“World’s Largest AI Chip – Cerebras WSE 3”
WSE 3: Integrating 40 Trillion Transistors
Cerebras has launched their chip: WSE3. This chip integrates 40 trillion transistors and uses TSMC’s 5-nanometer process. The emergence of this series of chips is challenging Moore’s Law in the semiconductor industry.
Cerebras Challenges Moore’s Law
Since the introduction of microchips in 1972, the semiconductor industry has followed Moore’s Law, where the number of transistors on a chip roughly doubles every two years, but Cerebras seems to have surpassed this semiconductor law.
Over 60 Times Larger than Nvidia H100
One reason for Cerebras’s success in recent years is their unique approach. A silicon wafer typically accommodates many chips; AMD, Nvidia, and Intel usually cut a 12-inch wafer into more than 60 GPUs, while Cerebras uses the entire wafer to create one massive chip. An intuitive comparison between the Cerebras chip and the Nvidia H100 GPU shows just how large this chip is.
AI Development Brings Opportunities for Large Chips
Developing larger GPU chips is a good idea for today’s AI workloads. Because the scale of AI training and inference is very large now, many GPUs work together to serve a single AI task. Interconnecting them and distributing the load is a complex and costly task. However, with one giant chip, you can significantly reduce the required costs and complexity.
Contains 900,000 AI Cores
The latest Cerebras chip features 900,000 AI cores and 44GB of memory. Moreover, this is on-chip memory, which is interwoven with the computing cores, reducing computational power consumption. This is another architectural difference compared to Nvidia and AMD GPUs, which have eliminated on-chip memory.
Supports Next-Generation Large Language Models
This new AI chip is designed to train the next generation of giant large language models, with parameter sizes up to 240 trillion, which is ten times larger than Open AI’s GPT-4 and Google’s Gemini.
Next Step: Building a Super AI Supercomputer
The next step is to connect 2048 such chips together to build an AI supercomputer. This computer will be capable of achieving a performance of a quarter ZFlop (10^21). This computer can train a large language model with 70 billion parameters from scratch in one day, whereas previously, this training process would take at least a month.

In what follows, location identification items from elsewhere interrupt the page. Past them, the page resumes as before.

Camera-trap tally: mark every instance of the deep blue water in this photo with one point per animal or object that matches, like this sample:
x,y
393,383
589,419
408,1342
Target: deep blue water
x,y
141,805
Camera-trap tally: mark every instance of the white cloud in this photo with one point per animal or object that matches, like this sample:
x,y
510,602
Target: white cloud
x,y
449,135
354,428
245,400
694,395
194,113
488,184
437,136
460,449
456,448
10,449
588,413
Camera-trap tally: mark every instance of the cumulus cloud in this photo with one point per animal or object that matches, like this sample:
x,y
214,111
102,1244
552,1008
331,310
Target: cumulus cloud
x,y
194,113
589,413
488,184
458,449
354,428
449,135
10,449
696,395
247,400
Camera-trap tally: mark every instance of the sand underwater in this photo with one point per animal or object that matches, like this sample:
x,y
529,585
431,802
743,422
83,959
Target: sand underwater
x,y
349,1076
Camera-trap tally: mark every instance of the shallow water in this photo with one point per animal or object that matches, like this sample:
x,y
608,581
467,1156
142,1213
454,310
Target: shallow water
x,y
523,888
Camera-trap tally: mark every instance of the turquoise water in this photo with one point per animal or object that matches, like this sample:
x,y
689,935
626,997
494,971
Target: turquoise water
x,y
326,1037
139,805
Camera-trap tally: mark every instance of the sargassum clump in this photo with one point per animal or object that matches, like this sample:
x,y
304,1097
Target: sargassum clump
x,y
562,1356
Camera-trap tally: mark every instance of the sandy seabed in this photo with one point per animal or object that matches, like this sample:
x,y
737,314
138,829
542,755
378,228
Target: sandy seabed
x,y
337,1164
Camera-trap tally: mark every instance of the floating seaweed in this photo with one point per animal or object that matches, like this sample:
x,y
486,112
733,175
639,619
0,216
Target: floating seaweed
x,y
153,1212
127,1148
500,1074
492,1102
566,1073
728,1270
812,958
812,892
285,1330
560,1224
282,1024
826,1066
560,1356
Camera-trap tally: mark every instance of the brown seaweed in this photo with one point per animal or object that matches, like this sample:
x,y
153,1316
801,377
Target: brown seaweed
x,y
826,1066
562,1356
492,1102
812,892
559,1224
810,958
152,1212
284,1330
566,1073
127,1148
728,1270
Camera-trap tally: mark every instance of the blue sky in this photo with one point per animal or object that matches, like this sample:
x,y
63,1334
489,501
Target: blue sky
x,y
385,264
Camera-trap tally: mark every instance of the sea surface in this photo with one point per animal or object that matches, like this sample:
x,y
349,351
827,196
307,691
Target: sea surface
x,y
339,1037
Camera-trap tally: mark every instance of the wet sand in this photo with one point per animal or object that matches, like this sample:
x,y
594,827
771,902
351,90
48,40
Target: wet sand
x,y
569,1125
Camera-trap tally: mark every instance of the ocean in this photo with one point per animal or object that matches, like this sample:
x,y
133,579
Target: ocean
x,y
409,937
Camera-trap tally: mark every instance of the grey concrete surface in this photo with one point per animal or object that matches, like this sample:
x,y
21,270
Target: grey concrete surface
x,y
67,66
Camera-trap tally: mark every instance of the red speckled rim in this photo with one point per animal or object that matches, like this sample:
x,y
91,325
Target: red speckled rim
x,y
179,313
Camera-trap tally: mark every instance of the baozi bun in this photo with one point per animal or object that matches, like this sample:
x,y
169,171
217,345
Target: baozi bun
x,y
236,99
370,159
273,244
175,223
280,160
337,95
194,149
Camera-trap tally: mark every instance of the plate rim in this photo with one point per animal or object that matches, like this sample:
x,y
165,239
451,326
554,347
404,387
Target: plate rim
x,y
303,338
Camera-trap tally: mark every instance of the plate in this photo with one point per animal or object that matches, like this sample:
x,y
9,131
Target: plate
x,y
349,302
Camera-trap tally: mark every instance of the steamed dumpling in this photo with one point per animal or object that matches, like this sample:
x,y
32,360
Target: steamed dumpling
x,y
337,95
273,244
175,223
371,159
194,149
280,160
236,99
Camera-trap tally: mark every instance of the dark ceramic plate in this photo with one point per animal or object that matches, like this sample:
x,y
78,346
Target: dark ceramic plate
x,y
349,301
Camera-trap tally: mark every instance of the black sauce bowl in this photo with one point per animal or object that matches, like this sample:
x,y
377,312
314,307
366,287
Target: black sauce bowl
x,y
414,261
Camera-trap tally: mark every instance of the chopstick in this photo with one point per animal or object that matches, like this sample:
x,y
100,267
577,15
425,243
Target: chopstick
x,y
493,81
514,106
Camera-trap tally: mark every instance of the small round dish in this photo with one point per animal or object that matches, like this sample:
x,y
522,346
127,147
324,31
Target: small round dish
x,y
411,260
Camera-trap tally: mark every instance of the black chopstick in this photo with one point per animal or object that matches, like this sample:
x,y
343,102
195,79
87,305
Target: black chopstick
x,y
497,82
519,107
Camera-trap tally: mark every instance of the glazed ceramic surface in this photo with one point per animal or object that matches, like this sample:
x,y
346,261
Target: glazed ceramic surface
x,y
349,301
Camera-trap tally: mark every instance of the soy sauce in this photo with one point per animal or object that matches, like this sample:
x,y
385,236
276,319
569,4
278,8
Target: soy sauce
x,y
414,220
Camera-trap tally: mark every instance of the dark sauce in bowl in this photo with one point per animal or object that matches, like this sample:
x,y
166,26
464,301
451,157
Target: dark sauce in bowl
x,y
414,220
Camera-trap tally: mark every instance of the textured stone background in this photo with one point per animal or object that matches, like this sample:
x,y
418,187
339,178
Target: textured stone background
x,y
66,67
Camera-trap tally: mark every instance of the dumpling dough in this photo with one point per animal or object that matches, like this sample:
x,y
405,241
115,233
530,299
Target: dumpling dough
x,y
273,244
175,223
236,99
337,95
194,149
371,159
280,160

The Biggest Challenge: Yield Rate
Larger chips face greater yield challenges, especially for processes below 10 nanometers. Because transistors are very fragile and extremely small, even a single particle or a speck of dust falling on the chip or a single defect within the chip can render it useless. For chips as large as Cerebras, achieving 100% yield is nearly impossible, which would be a disaster for them.
Redundant Design + Special Software Design to Bypass Manufacturing Defects
Cerebras has found a solution. They have designed specialized software that can bypass defective AI cores whenever defects occur, replacing them with redundant or so-called spare cores. This way, the entire chip can always maintain a configuration of 900,000 AI cores without wasting the entire wafer.